# Air test on drain system



## east-indy (Mar 11, 2012)

What PSI do you use when pressure testing PVC pipe for an underslab inspection?


----------



## CT18 (Sep 18, 2012)

We do 5 psi


----------



## east-indy (Mar 11, 2012)

Thanks. A little better than 10' of head pressure.


----------



## PLUMBER_BILL (Oct 23, 2009)

east-indy said:


> What PSI do you use when pressure testing PVC pipe for an underslab inspection?



*East-Indy ... go into search then click on tag search then in the box type 
"testing with air" read eariler posts on the subject !!!*


----------



## bdaltonph (Nov 23, 2014)

5 psi. I have always preferred water for drainage tests. Was told by an inspector once your not supposed to test any plastic pipe with air. So I looked it up in the NSPC and wouldn't you know it He was right. Guys do it all the time though so go figure.


----------



## Plumbus (Aug 4, 2008)

Smoke or peppermint?


----------



## bdaltonph (Nov 23, 2014)

^ That's a trap seal test. Although I have seen smoke tests done on modular homes.


----------



## sparky (Jan 8, 2014)

Plumbus said:


> Smoke or peppermint?


In ky minimum pvc test with 5lbs air or 10ft head pressure,but we do use peppermint to find leaks on the rough in and final air test:thumbsup:


----------



## Redwood (Sep 8, 2008)

0 PSIG..... :whistling2:


----------



## Master Mark (Aug 14, 2009)

east-indy said:


> What PSI do you use when pressure testing PVC pipe for an underslab inspection?


 

since when in indianapolis are you required to do any kind of drain testing??? 

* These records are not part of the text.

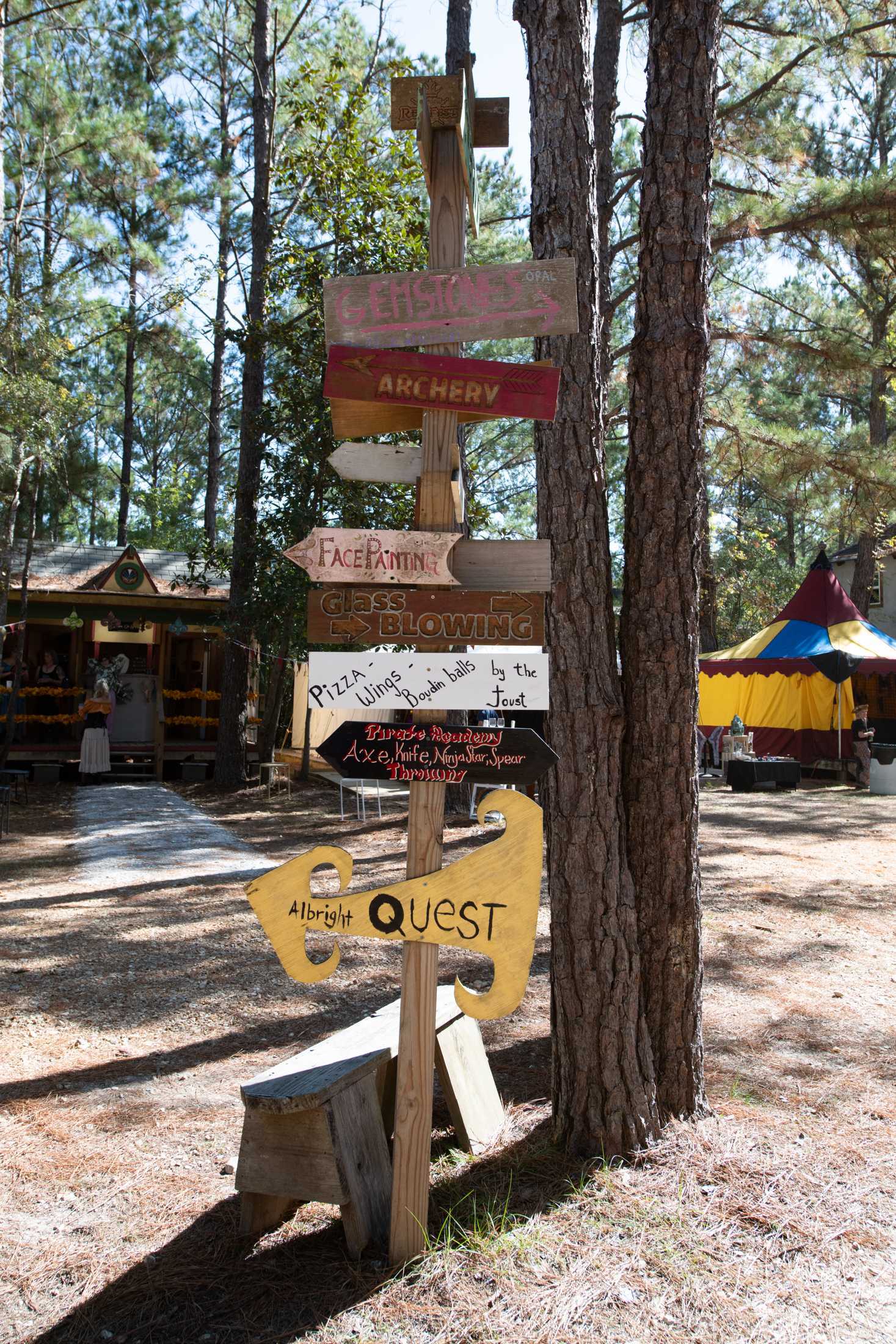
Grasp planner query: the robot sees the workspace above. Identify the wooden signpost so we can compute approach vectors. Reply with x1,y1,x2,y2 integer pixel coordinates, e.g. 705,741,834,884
316,719,558,785
283,527,459,585
241,58,564,1263
324,257,579,348
308,652,548,714
324,345,560,438
308,587,544,649
246,789,541,1016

espceially underground slab work???


are you out in shelbyville or something??


----------



## sparky (Jan 8, 2014)

Redwood said:


> 0 PSIG..... :whistling2:


we have a gauge stuck at 5lbs,it wont move no matter what,hate to admit it but it is used sometimes:laughing::laughing::jester:


----------



## Redwood (Sep 8, 2008)

Redwood said:


> 0 PSIG..... :whistling2:





sparky said:


> we have a gauge stuck at 5lbs,it wont move no matter what,hate to admit it but it is used sometimes:laughing::laughing::jester:


I was serious...
I don't air test plastic pipe...


----------



## Cajunhiker (Dec 14, 2009)

sparky said:


> we have a gauge stuck at 5lbs,it wont move no matter what,hate to admit it but it is used sometimes:laughing::laughing::jester:


Lol Now I know why the inspector occasionally walks up and releases a lil air out of my gauge. He's checking to make sure the needle moves. He's seen all the tricks in the toolbox! Lol


----------



## Pacificpipes (Oct 1, 2013)

Cajunhiker said:


> Lol Now I know why the inspector occasionally walks up and releases a lil air out of my gauge. He's checking to make sure the needle moves. He's seen all the tricks in the toolbox! Lol


 All my inspectors do that. We only do water tests with 10ft stack and a water bottle stuck in the top


----------



## sparky (Jan 8, 2014)

Pacificpipes said:


> All my inspectors do that. We only do water tests with 10ft stack and a water bottle stuck in the top


What You mean water bottle stuck in top????we just stick a garden hose in top of pipe and filler up to overflowing,inspector comes up and "thumps" the riser to see if full,maybe they need to start using mastermarks pump pliers to whack the pipe:laughing::laughing::laughing::laughing:
http://www.google.com/search?q=dr+s...h=770&ei=loh-VL7PCISnyATLtIHoBg&start=20&sa=N


----------



## dhal22 (Jul 30, 2010)

sparky said:


> What You mean water bottle stuck in top????we just stick a garden hose in top of pipe and filler up to overflowing,inspector comes up and "thumps" the riser to see if full,maybe they need to start using mastermarks pump pliers to whack the pipe:laughing::laughing::laughing::laughing:
> http://www.google.com/search?q=dr+s...h=770&ei=loh-VL7PCISnyATLtIHoBg&start=20&sa=N


Same here, they just shake the riser.


----------



## MACPLUMB777 (Jun 18, 2008)

CT18 said:


> We do 5 psi


5 psi for 15 min's per UPC anytime the inspector calls for it on possible
cracked or broken pipe,
I had over 160 houses to every time we replaced defective plastic pipe, from the slab up though the 2nd story roof, 1989 though 1998 :thumbup:


----------



## dhal22 (Jul 30, 2010)

I've airtested and water tested pvc pipe. Whatever is convenient.


----------